Tout le monde sort sa queue et se branle. Je suce une queue après l’autre et je branle également les queues à tour de rôle. Je regarde les hommes, on se sourit. Je suis très à l’aise. Un des mecs me demande si j’ai envie de son jus. Je réponds que oui. Quelle situation excitante ! En plus l’excitation est à son paroxysme car on se trouve dans un parking public et à tout moment quelqu’un pourrait nous surprendre. Ils sont complètement fou, Z. et ses invités. C’est mon premier bukkake pur, sans pénétrations. Je ne fais que sucer et branler. Les mecs jouissent l’un après l’autre dans ma bouche, sur mon visage, sur mes seins. En peu de temps, c’est fini. Les hommes disparaissent comme ils sont apparus, comme un ouragan pervers qui est passé dans ce coin sombre.

J’éclate de rire de cette situation insolite. On me donne une serviette et des lingettes, et à l’aide de gouttes pour les yeux je prends une douche improvisée. Je me relève, avant que Z. m’offre une coupe de champagne. Ça s’appelle un apéro vraiment insolite.

Encore une fois, je suis désolée de n’avoir pas pas pu dire au revoir à tout le monde, mais il parait que c’est mieux de se disperser rapidement afin de ne pas attirer l’attention dans ce lieu public. Merci à tous, merci à Z. et ses complices pour l’organisation.

Le parking

Toute chamboulée, je tiens à aller manger encore quelque chose de consistant 😉 De retour en centre ville, je me rends au bistrot culte « Le pied de cochon ». J’ai un peu honte de mon état. On vient quand même de m’asperger de sperme de la tête aux pieds, et je n’ai pas pris de vraie douche ensuite. Est-ce que ça se voit ou j’ai juste une tête de zombie ? En tout cas je suis très heureuse d’être ici, de me faire plaisir culinairement et de profiter de l’accueil chaleureux que me réserve un serveur que je connais depuis quelques années. Merci beaucoup, tu es vraiment un amour.

Samedi soir au camp natu et beaucoup d’orgasmes …

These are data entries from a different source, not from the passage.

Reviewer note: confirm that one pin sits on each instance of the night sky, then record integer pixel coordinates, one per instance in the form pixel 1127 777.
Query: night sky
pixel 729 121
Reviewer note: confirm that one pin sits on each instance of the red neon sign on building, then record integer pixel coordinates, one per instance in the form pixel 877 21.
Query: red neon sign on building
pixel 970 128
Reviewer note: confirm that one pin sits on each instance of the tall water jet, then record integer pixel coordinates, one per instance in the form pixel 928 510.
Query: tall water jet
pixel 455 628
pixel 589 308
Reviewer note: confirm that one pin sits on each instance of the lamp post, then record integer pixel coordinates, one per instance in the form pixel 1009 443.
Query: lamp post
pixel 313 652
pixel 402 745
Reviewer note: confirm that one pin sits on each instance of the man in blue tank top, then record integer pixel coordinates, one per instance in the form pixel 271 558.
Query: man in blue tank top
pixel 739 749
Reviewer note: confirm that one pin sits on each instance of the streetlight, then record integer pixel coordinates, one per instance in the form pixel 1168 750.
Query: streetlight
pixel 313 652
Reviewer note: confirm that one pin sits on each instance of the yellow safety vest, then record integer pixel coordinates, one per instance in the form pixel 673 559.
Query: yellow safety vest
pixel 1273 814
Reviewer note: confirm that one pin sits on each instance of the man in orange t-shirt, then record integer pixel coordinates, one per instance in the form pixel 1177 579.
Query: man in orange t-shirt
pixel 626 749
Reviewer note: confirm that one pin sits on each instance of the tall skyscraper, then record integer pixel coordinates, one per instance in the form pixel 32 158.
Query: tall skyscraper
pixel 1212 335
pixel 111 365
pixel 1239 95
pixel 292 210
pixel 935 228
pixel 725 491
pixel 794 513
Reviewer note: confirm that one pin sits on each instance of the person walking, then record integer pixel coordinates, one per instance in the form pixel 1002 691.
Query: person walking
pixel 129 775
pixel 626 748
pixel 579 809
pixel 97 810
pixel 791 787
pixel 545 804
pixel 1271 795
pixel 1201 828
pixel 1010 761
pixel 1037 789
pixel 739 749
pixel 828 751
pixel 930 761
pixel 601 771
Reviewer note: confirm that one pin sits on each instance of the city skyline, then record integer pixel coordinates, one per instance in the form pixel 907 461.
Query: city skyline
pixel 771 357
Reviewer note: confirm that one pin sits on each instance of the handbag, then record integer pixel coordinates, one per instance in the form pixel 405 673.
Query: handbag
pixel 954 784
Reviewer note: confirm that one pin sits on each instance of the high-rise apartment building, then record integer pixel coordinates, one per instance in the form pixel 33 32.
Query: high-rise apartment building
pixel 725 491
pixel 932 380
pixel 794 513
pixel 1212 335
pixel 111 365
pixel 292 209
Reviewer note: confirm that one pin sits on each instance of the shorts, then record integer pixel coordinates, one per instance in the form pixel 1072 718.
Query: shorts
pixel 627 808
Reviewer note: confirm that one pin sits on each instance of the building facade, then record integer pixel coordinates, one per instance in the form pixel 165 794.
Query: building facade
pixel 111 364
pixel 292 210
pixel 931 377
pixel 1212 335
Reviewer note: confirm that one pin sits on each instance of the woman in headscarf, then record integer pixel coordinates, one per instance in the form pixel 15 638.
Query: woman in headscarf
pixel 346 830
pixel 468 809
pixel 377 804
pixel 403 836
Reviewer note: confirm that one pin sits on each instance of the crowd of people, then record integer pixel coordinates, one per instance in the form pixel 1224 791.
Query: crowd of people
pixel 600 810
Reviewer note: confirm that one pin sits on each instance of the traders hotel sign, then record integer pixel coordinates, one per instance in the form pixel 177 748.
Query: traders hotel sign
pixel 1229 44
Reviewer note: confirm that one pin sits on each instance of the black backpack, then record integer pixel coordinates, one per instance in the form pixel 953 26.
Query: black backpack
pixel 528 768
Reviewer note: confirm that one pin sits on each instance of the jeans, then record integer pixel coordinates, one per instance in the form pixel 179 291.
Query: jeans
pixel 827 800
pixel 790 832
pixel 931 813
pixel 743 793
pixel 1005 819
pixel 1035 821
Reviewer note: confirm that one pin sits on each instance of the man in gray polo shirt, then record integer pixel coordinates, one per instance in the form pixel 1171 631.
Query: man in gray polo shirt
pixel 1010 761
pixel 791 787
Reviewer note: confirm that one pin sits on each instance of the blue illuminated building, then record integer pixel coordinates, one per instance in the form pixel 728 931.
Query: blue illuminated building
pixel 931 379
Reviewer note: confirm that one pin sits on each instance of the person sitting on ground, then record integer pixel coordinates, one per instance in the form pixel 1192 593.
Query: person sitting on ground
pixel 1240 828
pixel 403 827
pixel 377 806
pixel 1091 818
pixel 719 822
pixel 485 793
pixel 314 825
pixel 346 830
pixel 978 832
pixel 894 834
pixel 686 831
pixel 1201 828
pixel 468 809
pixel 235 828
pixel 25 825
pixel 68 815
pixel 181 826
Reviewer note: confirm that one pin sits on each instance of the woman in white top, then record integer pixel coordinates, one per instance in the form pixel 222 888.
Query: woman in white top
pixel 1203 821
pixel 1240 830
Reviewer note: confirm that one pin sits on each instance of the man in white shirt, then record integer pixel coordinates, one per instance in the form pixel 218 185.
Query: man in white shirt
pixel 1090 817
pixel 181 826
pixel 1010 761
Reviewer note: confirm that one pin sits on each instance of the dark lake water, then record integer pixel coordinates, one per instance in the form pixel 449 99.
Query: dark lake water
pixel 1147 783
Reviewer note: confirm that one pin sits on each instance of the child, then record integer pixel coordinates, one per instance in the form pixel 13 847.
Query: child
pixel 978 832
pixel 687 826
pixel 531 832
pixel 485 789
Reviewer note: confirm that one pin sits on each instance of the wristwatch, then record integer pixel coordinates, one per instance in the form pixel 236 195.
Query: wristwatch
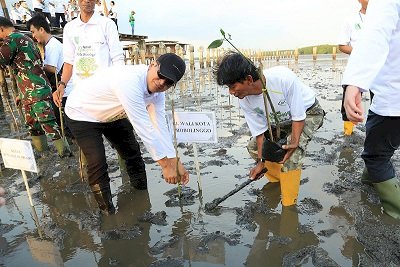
pixel 63 83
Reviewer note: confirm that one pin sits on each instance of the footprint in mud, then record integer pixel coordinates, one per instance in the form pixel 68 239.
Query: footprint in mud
pixel 309 206
pixel 232 239
pixel 168 262
pixel 186 197
pixel 318 257
pixel 124 234
pixel 158 218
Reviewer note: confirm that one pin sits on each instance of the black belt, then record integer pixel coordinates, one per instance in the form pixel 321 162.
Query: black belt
pixel 313 105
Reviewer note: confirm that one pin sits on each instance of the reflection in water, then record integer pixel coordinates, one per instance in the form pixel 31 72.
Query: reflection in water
pixel 131 251
pixel 277 235
pixel 271 236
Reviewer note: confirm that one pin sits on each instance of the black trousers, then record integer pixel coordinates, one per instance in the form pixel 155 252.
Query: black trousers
pixel 89 137
pixel 381 141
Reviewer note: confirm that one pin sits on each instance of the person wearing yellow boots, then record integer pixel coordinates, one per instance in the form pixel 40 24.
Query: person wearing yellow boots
pixel 373 65
pixel 347 39
pixel 299 111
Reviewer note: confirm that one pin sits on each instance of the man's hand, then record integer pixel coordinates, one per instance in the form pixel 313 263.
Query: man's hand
pixel 18 101
pixel 169 171
pixel 352 104
pixel 290 148
pixel 2 199
pixel 256 171
pixel 58 94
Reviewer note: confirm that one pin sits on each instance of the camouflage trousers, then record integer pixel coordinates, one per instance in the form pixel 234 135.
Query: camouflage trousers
pixel 40 119
pixel 314 120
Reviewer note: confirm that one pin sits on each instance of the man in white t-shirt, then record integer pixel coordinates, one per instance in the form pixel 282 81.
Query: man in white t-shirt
pixel 374 65
pixel 38 5
pixel 347 39
pixel 90 43
pixel 297 110
pixel 99 106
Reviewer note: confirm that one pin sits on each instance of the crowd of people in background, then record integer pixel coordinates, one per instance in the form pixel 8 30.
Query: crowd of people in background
pixel 58 12
pixel 92 60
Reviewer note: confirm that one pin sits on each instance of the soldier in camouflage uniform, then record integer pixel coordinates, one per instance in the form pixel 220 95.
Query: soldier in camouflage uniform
pixel 297 111
pixel 21 53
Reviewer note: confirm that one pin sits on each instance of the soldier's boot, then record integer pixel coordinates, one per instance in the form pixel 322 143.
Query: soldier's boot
pixel 138 181
pixel 82 166
pixel 62 147
pixel 365 178
pixel 252 148
pixel 290 185
pixel 39 143
pixel 389 194
pixel 122 164
pixel 274 171
pixel 348 127
pixel 102 194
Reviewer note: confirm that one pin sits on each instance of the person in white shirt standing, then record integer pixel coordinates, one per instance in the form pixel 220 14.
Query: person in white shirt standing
pixel 38 5
pixel 347 39
pixel 59 8
pixel 90 43
pixel 99 106
pixel 113 13
pixel 299 112
pixel 374 65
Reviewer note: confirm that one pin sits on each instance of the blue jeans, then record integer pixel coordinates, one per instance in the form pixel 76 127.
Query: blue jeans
pixel 381 141
pixel 89 137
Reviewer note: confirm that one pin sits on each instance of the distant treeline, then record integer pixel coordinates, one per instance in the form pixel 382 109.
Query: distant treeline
pixel 321 49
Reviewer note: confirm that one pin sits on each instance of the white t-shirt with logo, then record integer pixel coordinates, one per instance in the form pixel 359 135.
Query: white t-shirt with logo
pixel 116 90
pixel 290 97
pixel 53 54
pixel 351 29
pixel 90 47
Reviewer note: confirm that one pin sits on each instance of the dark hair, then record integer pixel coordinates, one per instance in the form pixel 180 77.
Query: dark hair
pixel 37 21
pixel 234 68
pixel 4 22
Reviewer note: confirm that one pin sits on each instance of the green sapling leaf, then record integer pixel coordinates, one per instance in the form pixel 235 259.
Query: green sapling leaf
pixel 216 43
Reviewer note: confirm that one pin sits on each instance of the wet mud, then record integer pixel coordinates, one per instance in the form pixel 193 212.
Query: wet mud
pixel 338 221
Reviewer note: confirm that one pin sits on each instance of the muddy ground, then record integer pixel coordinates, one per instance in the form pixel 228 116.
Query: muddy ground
pixel 337 221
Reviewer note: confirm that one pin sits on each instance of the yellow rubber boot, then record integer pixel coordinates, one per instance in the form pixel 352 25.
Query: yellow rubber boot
pixel 39 143
pixel 274 171
pixel 290 185
pixel 348 127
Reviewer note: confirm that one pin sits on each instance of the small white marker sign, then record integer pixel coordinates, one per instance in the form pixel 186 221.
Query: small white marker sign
pixel 18 154
pixel 196 127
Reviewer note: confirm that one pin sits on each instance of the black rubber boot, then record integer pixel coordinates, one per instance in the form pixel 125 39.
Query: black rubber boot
pixel 139 181
pixel 103 197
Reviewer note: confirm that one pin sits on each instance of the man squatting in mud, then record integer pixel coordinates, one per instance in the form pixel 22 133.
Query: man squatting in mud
pixel 374 64
pixel 20 52
pixel 109 103
pixel 299 113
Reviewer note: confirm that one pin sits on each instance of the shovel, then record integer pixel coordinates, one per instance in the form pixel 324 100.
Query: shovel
pixel 213 204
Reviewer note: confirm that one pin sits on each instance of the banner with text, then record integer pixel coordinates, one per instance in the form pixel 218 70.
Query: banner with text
pixel 18 154
pixel 194 127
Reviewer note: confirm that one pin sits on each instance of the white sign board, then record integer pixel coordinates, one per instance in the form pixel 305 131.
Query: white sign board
pixel 194 127
pixel 18 154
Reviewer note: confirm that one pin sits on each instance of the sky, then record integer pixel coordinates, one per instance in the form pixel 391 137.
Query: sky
pixel 253 24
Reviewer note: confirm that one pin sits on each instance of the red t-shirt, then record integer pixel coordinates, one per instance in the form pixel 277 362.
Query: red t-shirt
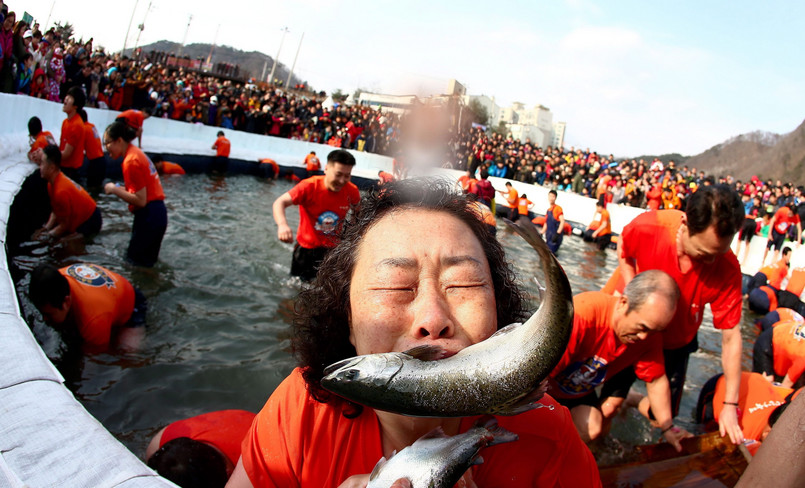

Samedi, c’est encore la tempête au Cap d’Agde. Je profite du mauvais temps pour faire la grasse matinée. Je m’approche de Vincent, qui est toujours très réceptif les matins par rapport à moi, car je ne suis pas du matin. De ce côté-là nous sommes complètement décalés, mais pas aujourd’hui. Je suis encore toute chaude de mes orgasmes de la veille, car Vincent a dû me consoler de mon lapin 😉

Après 22 ans de vie commune nous baisons pratiquement tous les jours, parfois même deux fois dans la même journée et les cunnis de Vincent sont absolument torrides. C’est dans ces moments-là que j’ai mes plus gros orgasmes.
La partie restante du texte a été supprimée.